Он схватил Трофимова, поцеловал, закружил, потом усадил на скамью против приемника и наставительно сказал:
— Сиди тихо, слушай. — Он сел рядом, застегнув шинель.
И не только любимая с детства мелодия: «Во поле березонька стояла», не только прекрасное оркестровое обрамление этой песни, но и самый голос диктора, какие-то звуки сдержанного не то шепота, не то дыхания, — все было истинной отрадой, будто в минуту мучительной жажды он выпил стакан ключевой воды.
— Говорит Москва! Говорит Москва!
Сочный голос диктора звучал уверенно, был близок, как голос брата, друга, и слушать его было сладостно до боли в сердце.
В обзоре передавалось то, что в последние дни уже сообщалось в газетах, — что немцы от Москвы отброшены, что освобождены Клин, Калинин, Серпухов, Можайск, что немецкие войска под ударами Красной Армии отступают на запад и оставляют город за городом. Корреспонденты передавали, что в ряде мест отступление носит характер панического бегства и напоминает картины отхода Наполеона в 1812 году. Рваные, грязные толпы голодных, замерзающих бродяг, закутанных в платки и тряпки, брошенные орудия, груды ржавеющих винтовок на дорогах и тысячи окоченевших, засыпанных снегом мертвецов.
— Что?!. — восклицал Костя. — Слышал?!. Это начало их конца, это начало их гибели! Иначе быть не могло! Давно ли они пришли к нам спесивые, надменные, а сейчас, смотрите, — они бегут из-под Москвы, как ошпаренные собаки!..

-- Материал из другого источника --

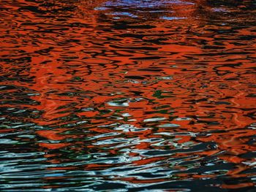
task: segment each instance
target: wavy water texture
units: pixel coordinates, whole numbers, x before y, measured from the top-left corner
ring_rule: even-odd
[[[0,191],[255,191],[255,8],[1,1]]]

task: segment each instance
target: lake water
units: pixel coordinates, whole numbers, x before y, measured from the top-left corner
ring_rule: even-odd
[[[255,1],[0,13],[1,191],[256,191]]]

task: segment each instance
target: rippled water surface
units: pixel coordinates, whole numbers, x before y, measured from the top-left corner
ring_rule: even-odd
[[[256,191],[255,1],[0,13],[1,191]]]

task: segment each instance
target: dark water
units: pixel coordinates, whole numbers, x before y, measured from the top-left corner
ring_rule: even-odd
[[[256,2],[0,1],[1,191],[256,191]]]

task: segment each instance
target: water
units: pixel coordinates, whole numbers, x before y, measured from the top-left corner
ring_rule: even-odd
[[[255,191],[255,1],[0,7],[1,191]]]

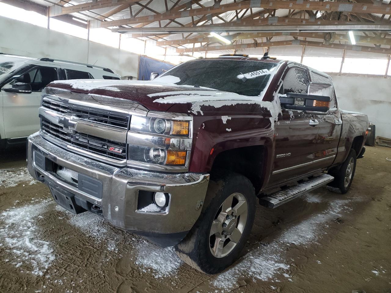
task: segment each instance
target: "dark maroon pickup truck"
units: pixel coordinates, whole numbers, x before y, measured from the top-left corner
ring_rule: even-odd
[[[328,75],[245,55],[148,81],[55,82],[39,115],[29,170],[59,204],[175,245],[208,273],[238,257],[257,198],[274,208],[325,184],[346,193],[368,124],[340,110]]]

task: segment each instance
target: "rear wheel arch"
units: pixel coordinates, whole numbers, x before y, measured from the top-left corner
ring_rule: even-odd
[[[353,139],[350,149],[354,150],[357,155],[358,155],[361,152],[362,145],[364,144],[364,137],[362,135],[356,136]]]

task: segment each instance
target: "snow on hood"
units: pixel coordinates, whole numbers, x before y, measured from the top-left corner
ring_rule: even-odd
[[[359,112],[353,112],[353,111],[348,111],[346,110],[340,109],[339,112],[342,114],[351,114],[352,115],[366,115],[364,113]]]

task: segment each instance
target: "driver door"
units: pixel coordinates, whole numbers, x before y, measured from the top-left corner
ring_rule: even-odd
[[[5,138],[28,136],[39,129],[38,109],[41,92],[52,81],[59,79],[57,69],[50,66],[34,66],[18,73],[3,87],[9,88],[15,82],[29,84],[30,94],[2,91]]]
[[[306,69],[291,66],[283,77],[279,93],[306,93],[309,83]],[[279,98],[278,95],[274,98]],[[316,151],[318,126],[313,116],[303,111],[283,109],[282,112],[274,124],[275,152],[268,187],[310,173]]]

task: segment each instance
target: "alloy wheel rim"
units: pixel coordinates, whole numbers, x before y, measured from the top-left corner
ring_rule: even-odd
[[[345,188],[347,188],[350,183],[354,167],[354,159],[353,158],[350,158],[350,160],[349,161],[349,164],[348,164],[346,168],[346,172],[345,173],[345,180],[344,182],[344,186],[345,186]]]
[[[248,211],[247,201],[241,193],[233,193],[222,203],[209,233],[210,252],[215,257],[224,257],[236,247],[246,227]]]

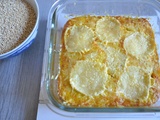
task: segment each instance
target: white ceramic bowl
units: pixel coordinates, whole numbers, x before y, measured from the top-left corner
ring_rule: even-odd
[[[26,0],[34,9],[35,13],[36,13],[36,24],[32,30],[32,32],[30,33],[30,35],[17,47],[15,47],[14,49],[0,54],[0,59],[4,59],[4,58],[8,58],[11,56],[15,56],[18,55],[19,53],[23,52],[25,49],[27,49],[32,42],[34,41],[37,32],[38,32],[38,25],[39,25],[39,6],[36,0]]]

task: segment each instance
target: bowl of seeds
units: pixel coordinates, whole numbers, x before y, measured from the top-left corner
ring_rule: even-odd
[[[34,41],[39,24],[36,0],[1,0],[0,59],[15,56]]]

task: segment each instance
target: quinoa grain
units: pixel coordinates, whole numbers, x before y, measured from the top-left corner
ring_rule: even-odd
[[[20,45],[35,23],[35,11],[24,0],[0,0],[0,54]]]

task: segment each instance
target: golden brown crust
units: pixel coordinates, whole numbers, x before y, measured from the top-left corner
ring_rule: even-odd
[[[64,26],[63,32],[62,32],[62,51],[60,55],[60,74],[58,77],[58,94],[60,98],[63,100],[63,102],[66,105],[69,106],[78,106],[78,107],[121,107],[121,106],[149,106],[155,103],[159,98],[160,93],[160,66],[158,62],[158,54],[157,54],[157,48],[154,38],[154,33],[151,28],[150,23],[145,18],[130,18],[130,17],[113,17],[114,19],[117,19],[121,24],[121,37],[118,43],[112,43],[122,48],[122,51],[124,54],[126,54],[126,61],[125,61],[125,67],[123,70],[130,66],[135,65],[139,67],[148,67],[151,69],[151,86],[149,88],[149,96],[147,99],[138,99],[138,100],[131,100],[126,98],[125,96],[118,96],[117,95],[117,82],[119,80],[119,77],[114,77],[113,75],[109,74],[110,81],[106,83],[106,90],[104,94],[98,95],[98,96],[86,96],[75,89],[73,89],[70,85],[69,79],[70,79],[70,72],[73,66],[76,64],[79,60],[94,60],[96,62],[100,63],[107,63],[107,60],[105,59],[107,57],[107,54],[101,48],[101,44],[105,44],[104,46],[107,46],[111,43],[101,43],[99,38],[96,36],[95,41],[92,43],[92,48],[89,51],[84,52],[68,52],[65,47],[64,42],[64,35],[65,31],[68,27],[71,26],[81,26],[85,25],[89,28],[91,28],[94,32],[96,29],[96,23],[99,19],[106,17],[106,16],[81,16],[76,17],[73,19],[70,19]],[[132,56],[130,54],[127,54],[127,52],[124,49],[124,40],[126,37],[130,36],[131,34],[139,32],[149,38],[151,40],[151,46],[152,49],[149,54],[140,56],[137,58],[137,56]],[[94,53],[93,58],[90,57],[90,54]],[[89,57],[88,57],[89,56]],[[130,61],[128,61],[130,60]],[[149,62],[150,64],[145,64],[145,62]],[[144,68],[145,71],[146,68]],[[147,70],[146,70],[147,71]],[[145,72],[146,72],[145,71]],[[148,72],[148,71],[147,71]],[[107,73],[106,73],[107,74]]]

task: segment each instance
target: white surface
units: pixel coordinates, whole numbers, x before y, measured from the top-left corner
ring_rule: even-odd
[[[160,118],[74,118],[52,112],[45,104],[38,105],[37,120],[160,120]]]

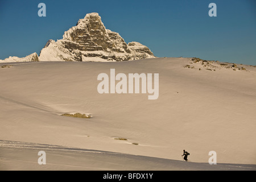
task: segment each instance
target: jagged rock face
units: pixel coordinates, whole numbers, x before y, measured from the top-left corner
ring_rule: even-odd
[[[106,29],[97,13],[86,14],[63,39],[49,40],[41,51],[42,61],[124,61],[155,57],[146,46],[125,43],[119,34]]]
[[[27,62],[27,61],[39,61],[38,56],[36,52],[31,53],[24,57],[18,57],[16,56],[10,56],[3,60],[0,60],[1,63],[11,62]]]

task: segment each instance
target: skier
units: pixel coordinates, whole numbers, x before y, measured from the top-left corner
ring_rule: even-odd
[[[183,155],[184,155],[184,160],[185,160],[185,161],[188,160],[188,155],[189,155],[189,153],[185,151],[185,150],[183,150],[183,155],[181,156],[183,156]]]

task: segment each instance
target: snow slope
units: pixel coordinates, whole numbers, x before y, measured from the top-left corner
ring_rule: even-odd
[[[189,58],[0,64],[0,139],[177,160],[185,149],[196,163],[208,163],[215,151],[218,163],[255,164],[256,68],[220,64]],[[99,94],[97,76],[111,68],[159,73],[158,99]],[[60,115],[70,112],[92,118]]]

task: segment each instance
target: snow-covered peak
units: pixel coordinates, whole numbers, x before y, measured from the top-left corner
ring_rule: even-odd
[[[123,61],[155,57],[145,46],[138,42],[127,45],[118,33],[106,29],[97,13],[87,14],[76,26],[65,31],[63,39],[50,40],[41,51],[41,60]]]
[[[101,18],[101,16],[100,16],[100,15],[98,15],[98,13],[91,13],[86,14],[86,15],[84,17],[84,19],[90,18],[91,16],[98,16]]]

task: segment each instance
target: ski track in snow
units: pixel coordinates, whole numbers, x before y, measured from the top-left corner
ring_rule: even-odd
[[[39,165],[36,160],[23,158],[24,154],[20,154],[31,152],[31,151],[35,153],[35,151],[37,152],[36,150],[38,151],[45,151],[47,155],[53,156],[55,159],[57,159],[51,162],[47,161],[47,165],[45,165],[47,166],[47,170],[256,171],[256,165],[224,163],[210,165],[208,163],[185,162],[109,151],[4,140],[0,140],[0,169],[3,169],[1,168],[2,164],[1,161],[5,162],[4,164],[6,166],[6,163],[12,161],[16,164],[15,166],[19,165],[21,170],[40,170],[40,168],[35,168],[35,166],[38,168],[42,166]],[[13,152],[16,155],[6,156],[6,154],[5,154],[6,151],[8,153]],[[11,152],[9,152],[10,151]],[[31,156],[31,154],[28,154],[28,156]],[[36,159],[39,156],[35,156],[33,158]],[[72,163],[70,163],[70,160]],[[65,163],[67,161],[68,162]],[[12,170],[12,168],[8,169]],[[44,170],[46,168],[42,168],[42,169]]]

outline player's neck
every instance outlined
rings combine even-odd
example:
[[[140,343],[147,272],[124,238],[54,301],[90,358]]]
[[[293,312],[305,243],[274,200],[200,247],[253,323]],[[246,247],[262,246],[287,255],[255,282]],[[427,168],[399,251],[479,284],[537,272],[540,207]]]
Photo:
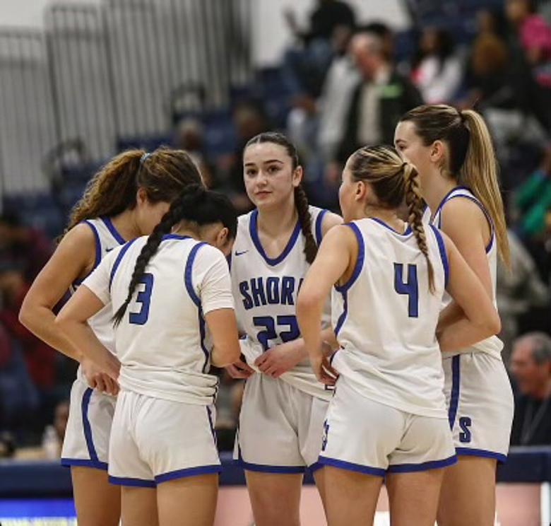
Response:
[[[291,201],[285,206],[259,209],[259,230],[271,238],[292,230],[297,224],[298,214],[295,202]]]
[[[138,228],[138,223],[136,221],[135,211],[136,209],[134,210],[125,210],[110,218],[113,226],[126,241],[141,235],[141,232]]]
[[[432,177],[429,185],[422,186],[423,199],[432,214],[436,212],[444,198],[456,186],[457,181],[442,175]]]

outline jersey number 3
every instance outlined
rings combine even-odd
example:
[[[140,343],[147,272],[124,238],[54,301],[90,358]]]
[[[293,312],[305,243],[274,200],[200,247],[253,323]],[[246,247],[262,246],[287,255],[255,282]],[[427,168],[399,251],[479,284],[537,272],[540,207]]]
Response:
[[[410,317],[419,316],[419,287],[417,284],[417,265],[408,264],[408,281],[403,281],[403,264],[394,264],[394,290],[408,296],[408,314]]]
[[[149,317],[149,304],[151,302],[151,292],[153,290],[153,275],[146,273],[141,279],[138,281],[136,287],[140,285],[145,286],[143,291],[138,293],[136,297],[137,303],[141,304],[141,308],[138,312],[130,312],[129,321],[134,325],[143,325]]]

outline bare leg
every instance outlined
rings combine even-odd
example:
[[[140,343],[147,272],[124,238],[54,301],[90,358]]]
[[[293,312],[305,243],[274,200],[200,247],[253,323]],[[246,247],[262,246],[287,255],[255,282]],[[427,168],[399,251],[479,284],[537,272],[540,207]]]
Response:
[[[157,486],[160,526],[212,526],[218,496],[217,474],[160,484]]]
[[[300,526],[301,474],[245,471],[256,526]]]
[[[387,474],[391,526],[434,526],[444,471]]]
[[[382,477],[331,466],[322,469],[328,526],[372,525]]]
[[[107,472],[72,467],[71,477],[79,526],[118,526],[121,490],[109,484]]]
[[[122,486],[122,526],[158,526],[157,490]]]
[[[438,505],[439,526],[493,526],[497,461],[460,456],[445,470]]]

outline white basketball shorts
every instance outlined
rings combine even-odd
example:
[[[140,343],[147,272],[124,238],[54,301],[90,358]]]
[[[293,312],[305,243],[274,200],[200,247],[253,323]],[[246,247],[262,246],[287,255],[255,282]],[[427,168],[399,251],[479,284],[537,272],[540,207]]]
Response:
[[[371,400],[342,378],[324,428],[322,466],[384,477],[457,462],[446,419],[405,413]]]
[[[245,385],[234,458],[249,471],[315,471],[327,404],[283,380],[254,374]]]
[[[74,381],[61,450],[64,466],[107,469],[116,402],[115,397],[89,387],[83,379]]]
[[[109,444],[109,480],[154,488],[175,479],[222,471],[214,406],[119,393]]]
[[[501,358],[486,353],[442,361],[449,426],[458,455],[506,460],[514,402]]]

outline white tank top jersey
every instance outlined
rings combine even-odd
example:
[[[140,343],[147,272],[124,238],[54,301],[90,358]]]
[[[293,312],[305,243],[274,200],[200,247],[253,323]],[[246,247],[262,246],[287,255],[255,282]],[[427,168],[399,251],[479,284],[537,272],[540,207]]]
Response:
[[[434,271],[410,227],[398,233],[374,218],[348,223],[358,243],[353,274],[331,296],[340,349],[331,362],[367,398],[413,414],[447,418],[436,327],[448,276],[440,233],[425,229]],[[337,384],[338,389],[338,384]]]
[[[95,242],[95,261],[92,271],[100,264],[100,262],[113,249],[124,245],[124,238],[117,232],[117,228],[108,217],[97,219],[86,219],[83,223],[87,224],[94,234]],[[90,275],[90,274],[88,274]],[[83,280],[76,281],[69,288],[71,294],[73,294]],[[97,314],[88,320],[88,325],[103,344],[113,354],[115,353],[114,332],[111,321],[112,316],[110,305],[106,305]],[[81,367],[77,371],[77,378],[83,378]]]
[[[480,206],[480,209],[484,213],[484,215],[486,216],[486,218],[488,220],[488,223],[490,223],[490,228],[492,229],[492,234],[491,234],[491,238],[490,240],[490,243],[488,244],[487,247],[486,247],[486,255],[488,259],[488,265],[490,266],[490,273],[492,277],[492,293],[493,294],[493,298],[494,298],[494,306],[496,308],[497,308],[497,304],[496,303],[496,293],[495,293],[496,277],[497,274],[497,244],[496,243],[495,241],[495,229],[494,228],[493,221],[492,221],[492,218],[490,218],[490,214],[488,214],[486,209],[484,208],[482,204],[475,197],[475,195],[473,194],[472,192],[470,192],[470,190],[468,188],[466,188],[466,187],[456,187],[456,188],[454,188],[454,189],[452,189],[451,192],[449,192],[447,194],[447,195],[446,195],[446,197],[442,199],[440,204],[438,206],[438,208],[436,209],[434,214],[432,214],[432,216],[431,216],[430,210],[428,208],[427,208],[427,210],[425,211],[424,219],[427,223],[429,223],[430,224],[434,225],[434,226],[437,226],[437,228],[439,228],[442,225],[442,212],[444,206],[446,204],[446,203],[447,203],[451,199],[456,199],[458,197],[467,199],[469,199],[470,201],[472,201],[474,203],[476,203],[476,204],[478,205],[478,206]],[[446,293],[446,294],[444,295],[442,308],[444,308],[451,303],[451,298]],[[475,344],[475,345],[472,346],[471,347],[461,349],[461,351],[456,351],[454,353],[443,353],[443,356],[446,358],[449,356],[453,356],[454,355],[456,354],[461,354],[463,353],[471,353],[473,351],[475,351],[487,353],[487,354],[490,354],[493,356],[495,356],[501,359],[501,352],[502,349],[503,349],[503,342],[497,336],[491,336],[490,338],[487,338],[486,339],[482,340],[482,341],[479,341],[478,344]]]
[[[312,234],[319,245],[326,211],[315,206],[309,211]],[[265,351],[300,337],[297,296],[310,267],[299,223],[281,254],[271,259],[261,245],[257,220],[257,210],[239,217],[230,264],[235,312],[239,331],[244,334],[241,349],[255,369],[254,361]],[[330,322],[330,308],[328,298],[324,327]],[[280,378],[312,396],[331,398],[332,390],[317,381],[307,358]]]
[[[83,285],[112,314],[123,304],[147,237],[114,250]],[[227,262],[191,238],[164,236],[115,329],[121,388],[199,405],[213,403],[218,378],[208,374],[211,339],[204,315],[233,309]]]

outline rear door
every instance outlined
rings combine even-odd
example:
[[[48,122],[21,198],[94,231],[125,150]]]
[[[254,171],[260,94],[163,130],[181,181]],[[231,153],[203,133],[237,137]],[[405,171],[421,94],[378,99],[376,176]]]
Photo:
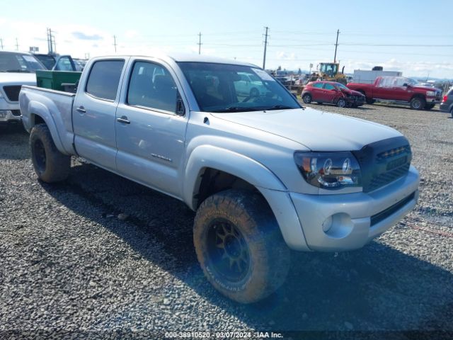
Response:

Внезапно затрещал зуммер телефонного аппарата.
— Командир санбата слушает, — привычно сказал в трубку командир. Лицо его выразило сначала готовность, потом удивление. — Кто прибыл?..
Главный хирург фронта? Иду, иду, товарищ дежурный, — сказал командир санбата и почти бросил трубку.
Неожиданно быстро для своей комплекции он начал приводить себя в порядок: схватил шинель, надел, путаясь в рукавах, потом начал затягивать на толстом животе пояс с револьвером и одновременно, немного задыхаясь, прерывисто бросал:
— Прибыл главный хирург фронта… Дивврач… Профессор Беляев… Сообщите сейчас же Соколову… и всем.
Он направился к выходу, но в это время дверь отворилась и в помещение вошел седой плотный военный в сопровождении двух военных врачей. Он сразу заметил Костю.
Командир молодцевато подтянулся и, держа руку под козырек, отрапортовал о состоянии санбата.
— Спасибо, — ответил дивврач, — делами займемся завтра, а сейчас разрешите поздороваться с сыном. — Он протянул обе руки. — Здравствуй, Костик.
То, что Никита Петрович посмотрел на него нежными глазами Лены, и то, что он назвал его сыном и так ласково протянул обе руки, и то, что он впервые сказал ему «ты», — наполнило Костю давно не испытанным теплом. Он бросился к Никите Петровичу, обнял, расцеловался с ним. Потом, откинув голову и снова увидев родные глаза, еще раз поцеловал старика.